Scalability and Concurrency Challenge
Tuesday, January 5, 2010 at 20:20 It is interesting, how concepts of separated features and messaging become more important as the distributed applications evolve. I keep encountering these again and again in the solutions at Lokad and in new reads showing up:
- Articles about cloud computing;
- Effectus codebase by Ayende;
- Command-Query Responsibility Segregation by Udi;
- MindTouch Dream principles of building lightweight decoupled services;
- Composite Application theory.
So for the last few weeks I’ve been discovering things like Advanced Message Queue Protocol (reading its specs is a pleasure of its own) and its implementations (Apache Qpid and RabbitMQ).

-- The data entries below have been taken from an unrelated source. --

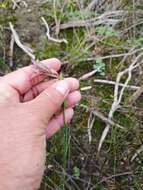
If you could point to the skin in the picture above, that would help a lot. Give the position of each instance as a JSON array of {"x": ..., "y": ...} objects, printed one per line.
[{"x": 30, "y": 112}]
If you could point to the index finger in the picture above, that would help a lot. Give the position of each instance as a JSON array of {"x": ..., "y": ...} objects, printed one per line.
[{"x": 24, "y": 79}]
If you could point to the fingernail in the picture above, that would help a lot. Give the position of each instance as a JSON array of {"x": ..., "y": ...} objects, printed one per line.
[{"x": 62, "y": 87}]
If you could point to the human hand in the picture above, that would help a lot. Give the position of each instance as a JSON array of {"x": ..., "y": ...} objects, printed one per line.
[{"x": 27, "y": 115}]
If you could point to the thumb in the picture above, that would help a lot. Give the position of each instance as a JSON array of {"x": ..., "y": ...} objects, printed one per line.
[{"x": 51, "y": 99}]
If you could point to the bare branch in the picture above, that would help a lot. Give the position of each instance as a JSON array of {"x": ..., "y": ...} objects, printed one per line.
[
  {"x": 119, "y": 94},
  {"x": 26, "y": 49},
  {"x": 130, "y": 87},
  {"x": 48, "y": 33}
]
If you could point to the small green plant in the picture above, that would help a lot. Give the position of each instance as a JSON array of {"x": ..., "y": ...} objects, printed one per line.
[{"x": 107, "y": 31}]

There had also been a different approach to the REST services and concurrency handling as in the inspiring MindTouch Dream framework.
Obviously, the toolset is not your native Microsoft .NET toolset, but:
- MindTouch Dream works natively on Mono and .NET;
- Apache QPID and RabbitMQ have .NET clients;
- It takes just a few lines of code to write .NET Dream Service to act as a gateway between AMQP and REST;
- For some reason I like AMQP more than MSMQ;
- In a current world it takes less than an hour to procure a cheap running server out in the cloud.
It is also interesting to see how REST services and AMQP middleware services have their parallels with the classical composite applications:
- AMQP == EventBroker
- Services == IoC Container environment (roughly)
So basically, there are quite a lot of concepts and technological approaches that suddenly start making a lot of sense to me.
At the moment I’m interested in giving a try to build some learning prototype application using these technologies, just for the sake of practicing and learning pros and cons better.
Does anybody know of a common or specific problems out in the field, that require potential scalability and async processing? Something, where scalability, concurrency and sync processing create a lot of challenges.
Update: Jonathan has really nice article about Getting Started with DDDD and CQS (there are a lot of references there as well).